Ela ainda estranha rostos desconhecidos, chorando ao encontrá-los.

 

Sou um apaixonado convicto por esses pequerruchos que só me dão motivos para ser feliz.

 

Gabriel Novis Neves

24-05-2025




sábado, 26 de abril de 2025

CASA DOS AVÓS


Como as crianças amam a casa dos avós! O brilho em seus olhinhos revela felicidade. Passar o dia na casa dos avós — almoçar, brincar, tomar banho, jantar e se possível dormir —completa o cardápio da alegria.

 

Criança sempre gostou de dormir na casa dos coleguinhas e voltar triunfante no dia seguinte para a sua própria casa.

 

Na rua de Baixo, onde nasci e morei até os dez anos de idade, guardo até hoje a satisfação de ter dormido na casa da dona Rosa Mutran, com Rosa, Leila e Janete.

 

Acordava com ares de vencedor e, feliz voltava para casa. Tudo que era servido no café da manhã tinha um gosto especial — bem diferente do meu tradicional ‘quebra torto’.

 

O inverso também acontecia.

 

Crescemos, mudamos de endereço e esses elos de amizade foram se esvaindo. Ainda assim, mantenho contato com algumas colegas de infância.

 

Já passei da fase de avô em que minhas netas eram apaixonadas pela avó.

 

Quando a minha primeira neta nasceu, o puerpério foi na casa da avó — embora o avô fosse médico e parteiro.

 

Morávamos em endereços distintos, mas, todas as sextas-feiras, ao entardecer, minha neta vinha passar o final da semana conosco, retornando para casa no domingo à noite.

 

Assim foram celebrados seus primeiros aniversários, sempre na casa dos avós, no Porto.

 

Hoje, a casa dos avós, continua despertando fascínio nos meus bisnetos.

 

Em março, minha bisneta mais velha completou 8 anos. Embora seus pais tenham uma excelente casa, ela fez questão de receber os amiguinhos na casa dos avós.

 

A bisneta caçula também celebrará o seu primeiro ano lá.

 

Para as crianças é uma felicidade esse aconchego. Para os avós, um verdadeiro motivo de vida.

 

As festas de Natal e Ano-Novo marcaram a inauguração da nova casa da minha filha.

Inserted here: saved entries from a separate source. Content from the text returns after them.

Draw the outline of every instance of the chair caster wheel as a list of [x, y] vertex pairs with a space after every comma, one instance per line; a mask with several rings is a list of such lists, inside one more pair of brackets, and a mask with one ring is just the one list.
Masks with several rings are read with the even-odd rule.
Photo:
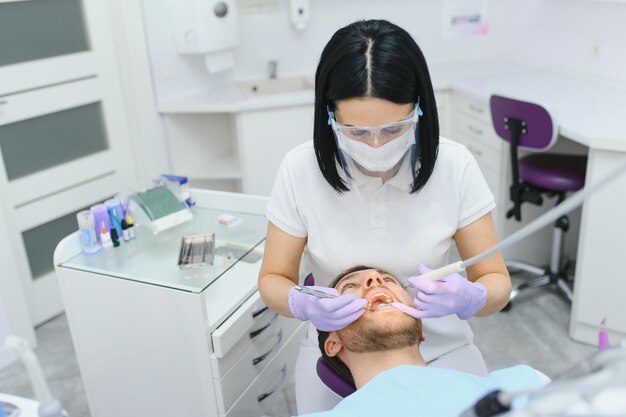
[[509, 301], [508, 303], [506, 303], [504, 307], [502, 307], [502, 311], [511, 311], [512, 307], [513, 307], [512, 301]]

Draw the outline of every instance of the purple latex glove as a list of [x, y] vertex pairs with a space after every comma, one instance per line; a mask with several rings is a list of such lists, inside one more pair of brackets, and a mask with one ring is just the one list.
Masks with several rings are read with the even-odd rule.
[[[422, 264], [417, 265], [419, 275], [430, 271]], [[416, 308], [407, 307], [401, 310], [418, 319], [456, 314], [460, 319], [467, 320], [487, 302], [487, 289], [459, 274], [448, 275], [439, 281], [430, 281], [419, 276], [410, 277], [408, 282], [417, 290], [413, 299]]]
[[309, 288], [333, 294], [335, 298], [317, 298], [303, 294], [295, 288], [289, 290], [289, 309], [298, 320], [310, 320], [318, 330], [332, 332], [354, 323], [365, 313], [367, 300], [355, 294], [339, 295], [334, 288], [310, 286]]

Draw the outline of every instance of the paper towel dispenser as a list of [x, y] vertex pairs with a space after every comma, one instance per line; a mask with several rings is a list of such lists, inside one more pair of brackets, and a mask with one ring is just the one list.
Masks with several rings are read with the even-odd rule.
[[181, 54], [210, 54], [239, 43], [236, 0], [172, 0], [172, 29]]

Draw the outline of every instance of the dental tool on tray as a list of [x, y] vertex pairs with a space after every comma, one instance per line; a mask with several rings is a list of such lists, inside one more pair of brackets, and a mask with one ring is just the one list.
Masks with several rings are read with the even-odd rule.
[[494, 247], [489, 248], [483, 253], [480, 253], [465, 261], [458, 261], [458, 262], [448, 264], [438, 269], [433, 269], [430, 272], [420, 275], [420, 278], [437, 281], [450, 274], [453, 274], [456, 272], [462, 272], [465, 269], [467, 269], [468, 266], [472, 266], [475, 263], [478, 263], [479, 261], [482, 261], [483, 259], [488, 258], [494, 253], [499, 252], [502, 249], [508, 248], [509, 246], [516, 244], [517, 242], [532, 235], [537, 230], [547, 226], [548, 224], [558, 219], [565, 213], [569, 213], [570, 211], [574, 210], [576, 207], [580, 206], [585, 201], [585, 198], [589, 197], [591, 194], [595, 193], [601, 188], [604, 188], [604, 186], [609, 184], [615, 178], [619, 177], [623, 173], [623, 171], [626, 171], [626, 164], [623, 164], [622, 166], [618, 167], [617, 169], [615, 169], [614, 171], [612, 171], [611, 173], [609, 173], [608, 175], [606, 175], [605, 177], [597, 181], [595, 184], [590, 185], [590, 186], [585, 186], [585, 188], [583, 188], [582, 190], [572, 194], [563, 203], [559, 204], [558, 206], [550, 209], [543, 215], [539, 216], [538, 218], [530, 222], [528, 225], [524, 226], [523, 228], [513, 233], [506, 239], [500, 241]]

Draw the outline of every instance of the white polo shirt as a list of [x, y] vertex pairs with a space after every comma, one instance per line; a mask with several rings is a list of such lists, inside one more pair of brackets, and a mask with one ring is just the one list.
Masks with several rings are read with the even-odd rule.
[[[281, 230], [306, 237], [308, 264], [317, 285], [328, 285], [356, 265], [386, 270], [400, 278], [422, 263], [448, 262], [456, 231], [495, 207], [493, 194], [472, 154], [441, 138], [435, 169], [426, 185], [410, 194], [409, 158], [386, 183], [351, 167], [350, 190], [337, 193], [317, 165], [313, 142], [283, 159], [268, 203], [268, 219]], [[424, 320], [429, 361], [472, 343], [469, 325], [455, 315]]]

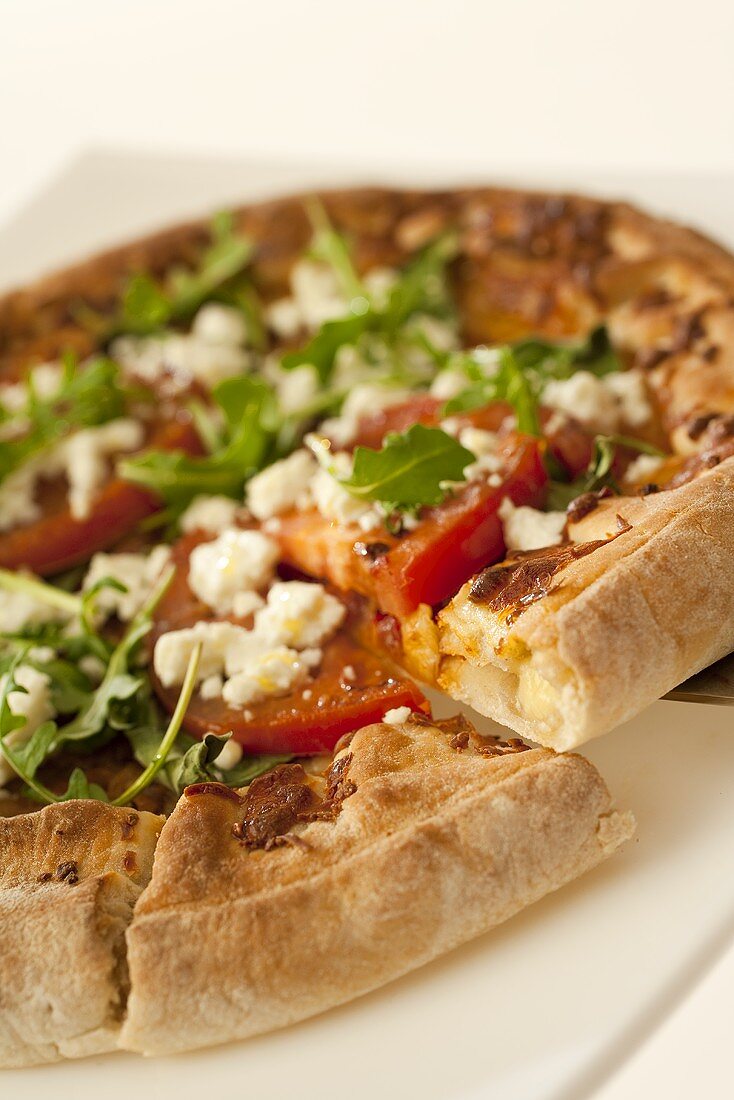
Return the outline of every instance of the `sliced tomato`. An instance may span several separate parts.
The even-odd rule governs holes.
[[[199,437],[188,420],[162,424],[151,435],[149,446],[201,452]],[[161,502],[146,489],[112,478],[86,519],[74,519],[65,490],[55,492],[45,505],[42,519],[0,535],[0,566],[31,569],[42,577],[60,573],[87,561],[98,550],[114,546],[141,520],[158,511]]]
[[[155,612],[153,640],[211,617],[211,611],[189,588],[188,559],[206,536],[191,534],[173,548],[176,574]],[[246,752],[309,755],[328,752],[340,737],[379,722],[388,710],[410,707],[428,713],[423,693],[396,673],[386,658],[378,657],[342,631],[327,642],[313,679],[288,695],[267,699],[246,709],[228,706],[223,699],[195,695],[184,718],[184,728],[196,737],[208,731],[232,731]],[[347,673],[347,674],[345,674]],[[164,687],[153,676],[164,707],[172,711],[178,688]]]
[[[404,432],[413,424],[435,426],[443,419],[445,404],[428,394],[419,394],[410,401],[369,413],[361,418],[352,446],[377,449],[388,432]],[[492,401],[478,409],[454,414],[451,419],[462,426],[498,432],[509,416],[512,416],[511,405],[506,401]],[[570,417],[564,417],[555,427],[554,419],[558,418],[554,417],[553,410],[540,410],[541,424],[544,428],[551,427],[546,434],[551,454],[571,477],[577,477],[589,465],[593,436]]]
[[[390,615],[404,618],[418,604],[449,599],[471,576],[504,556],[497,514],[504,497],[515,504],[542,502],[548,475],[537,440],[505,437],[505,475],[500,486],[472,482],[456,496],[421,516],[414,531],[356,534],[318,512],[283,516],[274,534],[283,558],[310,576],[367,596]]]

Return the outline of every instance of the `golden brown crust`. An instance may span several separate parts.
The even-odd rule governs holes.
[[[734,649],[734,460],[679,489],[605,501],[574,540],[616,533],[617,515],[631,529],[514,619],[465,585],[439,618],[440,685],[564,751]]]
[[[114,1049],[161,826],[100,802],[0,819],[0,1066]]]
[[[233,836],[238,800],[184,796],[128,932],[121,1045],[170,1053],[321,1012],[481,934],[631,834],[580,757],[462,744],[414,722],[359,731],[341,811],[270,851]]]

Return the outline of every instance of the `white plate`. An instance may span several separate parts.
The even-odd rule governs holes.
[[[227,201],[375,175],[90,155],[0,234],[0,282]],[[422,173],[437,176],[447,178]],[[734,243],[729,180],[579,174],[571,182],[647,202]],[[416,974],[239,1045],[6,1073],[3,1095],[201,1100],[223,1088],[256,1100],[589,1096],[730,942],[733,725],[728,708],[656,703],[592,743],[587,755],[618,805],[637,815],[637,838],[584,879]]]

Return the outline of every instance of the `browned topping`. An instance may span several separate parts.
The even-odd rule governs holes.
[[[635,366],[640,370],[654,370],[669,355],[669,348],[640,348],[635,352]]]
[[[529,752],[530,745],[526,745],[520,737],[510,737],[507,741],[500,741],[494,737],[480,737],[475,735],[474,747],[480,756],[511,756],[516,752]]]
[[[50,871],[41,871],[40,875],[36,879],[37,882],[50,882],[53,875]]]
[[[721,348],[717,347],[716,344],[709,344],[709,346],[701,352],[701,355],[707,363],[715,363],[719,358],[720,351]]]
[[[709,441],[711,443],[723,443],[725,440],[731,439],[734,436],[734,416],[721,416],[714,424],[712,424],[709,431]]]
[[[717,413],[706,413],[705,416],[697,416],[688,425],[688,437],[690,439],[700,439],[711,421],[715,420],[716,417]]]
[[[186,787],[184,790],[186,798],[196,798],[200,794],[217,795],[219,798],[228,798],[230,802],[242,801],[237,791],[233,791],[231,787],[226,787],[224,783],[192,783],[190,787]]]
[[[355,542],[354,553],[360,558],[369,558],[371,561],[376,561],[378,558],[382,558],[385,554],[390,552],[390,547],[386,542]]]
[[[56,868],[54,878],[58,882],[68,882],[70,886],[74,886],[79,881],[79,864],[75,859],[60,863]]]
[[[136,853],[128,849],[122,857],[122,866],[126,874],[134,875],[138,869],[138,857]]]
[[[690,313],[687,317],[681,317],[675,326],[673,340],[670,345],[670,354],[675,355],[679,351],[690,351],[693,346],[706,335],[701,318],[703,310]]]
[[[290,830],[299,822],[333,821],[342,803],[357,790],[347,778],[352,754],[335,760],[326,773],[326,794],[319,799],[309,785],[301,764],[280,764],[253,780],[244,799],[244,817],[232,826],[233,836],[245,848],[283,847],[299,844]],[[288,839],[286,839],[288,836]]]
[[[468,730],[462,730],[461,733],[455,733],[451,738],[449,744],[452,749],[456,749],[457,752],[463,752],[469,745],[469,732]]]
[[[506,613],[511,622],[529,604],[548,594],[553,578],[562,569],[619,538],[630,530],[630,525],[617,516],[617,528],[617,532],[607,539],[530,550],[514,560],[492,565],[474,578],[469,599],[473,603],[486,603],[490,611]]]
[[[232,832],[246,848],[264,848],[275,837],[289,832],[315,802],[303,767],[280,764],[258,776],[247,788],[244,818]]]
[[[641,497],[649,497],[653,493],[659,493],[659,492],[660,492],[660,486],[656,485],[656,483],[654,481],[648,481],[646,485],[641,485],[640,489],[639,489],[639,493],[640,493]]]
[[[595,492],[582,493],[580,497],[572,500],[566,509],[568,522],[578,523],[584,516],[590,515],[597,508],[600,500],[606,500],[610,496],[612,496],[612,490],[608,485],[605,485],[602,489],[597,489]]]
[[[129,840],[130,839],[130,837],[135,832],[135,826],[137,825],[137,823],[138,823],[138,815],[135,813],[134,810],[131,810],[130,813],[125,818],[125,820],[122,822],[122,825],[121,825],[122,839],[123,840]]]

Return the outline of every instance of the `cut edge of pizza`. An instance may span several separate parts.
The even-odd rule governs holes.
[[[487,932],[634,831],[596,769],[464,720],[359,730],[323,776],[190,787],[127,933],[120,1045],[284,1027]]]
[[[125,933],[162,826],[95,801],[0,818],[0,1065],[116,1049]]]

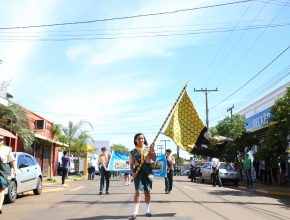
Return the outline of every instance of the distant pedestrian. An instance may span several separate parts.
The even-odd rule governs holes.
[[[190,157],[190,179],[191,182],[196,181],[196,162],[193,157]]]
[[[61,161],[62,161],[62,178],[61,178],[61,184],[63,186],[68,186],[66,183],[65,183],[65,179],[68,175],[68,171],[69,171],[69,165],[70,165],[70,159],[68,156],[66,156],[67,152],[64,151],[63,152],[63,156],[61,158]]]
[[[249,155],[245,155],[245,160],[244,162],[244,168],[245,168],[245,174],[247,177],[247,187],[253,186],[253,180],[252,180],[252,160],[249,158]]]
[[[266,161],[261,160],[259,164],[259,173],[261,183],[266,183]]]
[[[130,173],[124,173],[125,185],[130,186]]]
[[[4,145],[4,137],[0,136],[0,214],[2,214],[2,205],[4,201],[4,190],[9,186],[11,178],[11,167],[13,167],[14,176],[16,176],[15,158],[10,147]]]
[[[138,133],[134,136],[133,149],[129,154],[130,169],[132,178],[134,179],[135,195],[134,195],[134,210],[130,219],[136,219],[138,215],[141,193],[144,191],[145,199],[145,215],[151,217],[150,213],[150,190],[152,189],[153,171],[151,161],[156,161],[154,145],[148,147],[145,136]]]
[[[106,181],[106,194],[109,194],[109,187],[110,187],[110,171],[108,171],[109,162],[111,155],[107,153],[107,148],[101,148],[101,154],[99,155],[99,165],[100,165],[100,195],[103,194],[104,185]]]
[[[166,149],[167,174],[165,177],[165,193],[172,191],[175,158],[171,154],[171,149]]]
[[[92,157],[89,161],[89,180],[94,180],[95,178],[95,172],[96,172],[96,166],[97,166],[97,161],[96,158]]]
[[[222,181],[219,176],[219,166],[220,166],[220,161],[218,158],[212,158],[211,160],[211,169],[212,169],[212,185],[216,186],[216,184],[219,185],[219,187],[222,186]]]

Daqui em diante, os grandes eventos serão realizados por lá.

 

Estive reparando no último almoço aqui em casa: com exceção da minha neta que vive em Portugal — ausente com marido e o filho — a mesa do almoço ‘encolheu’. Já não cabe mais ninguém.

 

Lembrando que os bisnetos almoçam com as suas babás, na mesa de seis lugares, na copa da cozinha.

 

Poderíamos usar o salão de festas da cobertura, mas meus joelhos não me permitem subir a escada.

 

Por enquanto, vamos mantendo a tradição.

 

Gabriel Novis Neves

20-04-2025




sexta-feira, 25 de abril de 2025

TODOS OS FERIADOS DE NOSSOS DIAS

 

Os feriados, esses respiros no calendário, sempre despertaram sentimentos variados nas pessoas. Para alguns são sinônimos de descanso merecido. Para outros, apenas uma pausa no corre-corre da rotina. Há ainda os que nem percebem que o dia é feriado — trabalhadores da saúde, segurança, do campo, do transporte, que seguem seu ofício como se nada houvesse. 

 

Quando eu era menino, feriado era quase um acontecimento solene. A cidade mudava de ritmo. As escolas fechavam os portões e as ruas se enchiam de crianças, pipas no céu e bicicletas no asfalto. Alguns feriados eram comemorados com desfiles e bandeiras — como o de Sete de Setembro. Outros, com silêncio e reverência — como a Sexta-feira Santa. 

 

Com o tempo, os feriados foram mudando de cor e de função. Tornaram-se mais oportunidades para viagens, festas, promoções comerciais, emendas e prolongamentos. A alma cívica de certas datas se dissolveu no apelo turístico. Hoje em dia muita gente descobre o significado do feriado só ao procurar no Google. “Por que é feriado hoje? ”, perguntam os curiosos, entre um clique e outro. 

 

Mas, mesmo assim, continuo vendo neles algo valioso. Os feriados nos lembram que a vida precisa de pausa. Que não somos máquinas. Que o trabalho é necessário, mas o descanso também é sagrado. Seja para rezar, dormir até mais tarde, visitar a família, ou simplesmente fazer nada. 

 

Há algo bonito em ver a cidade mais quieta, os carros em menor número, o comércio com as portas entreabertas. É como se o tempo se esticasse um pouco mais, nos permitindo observar o que normalmente passa correndo. 

 

Os feriados não são apenas folgas — são convites ao recolhimento, à contemplação, ou à simples arte de não fazer nada. E isso, no nosso mundo tão apressado, é um presente raro. 

 

E se o feriado cair numa segunda ou sexta, então… que sorte a nossa.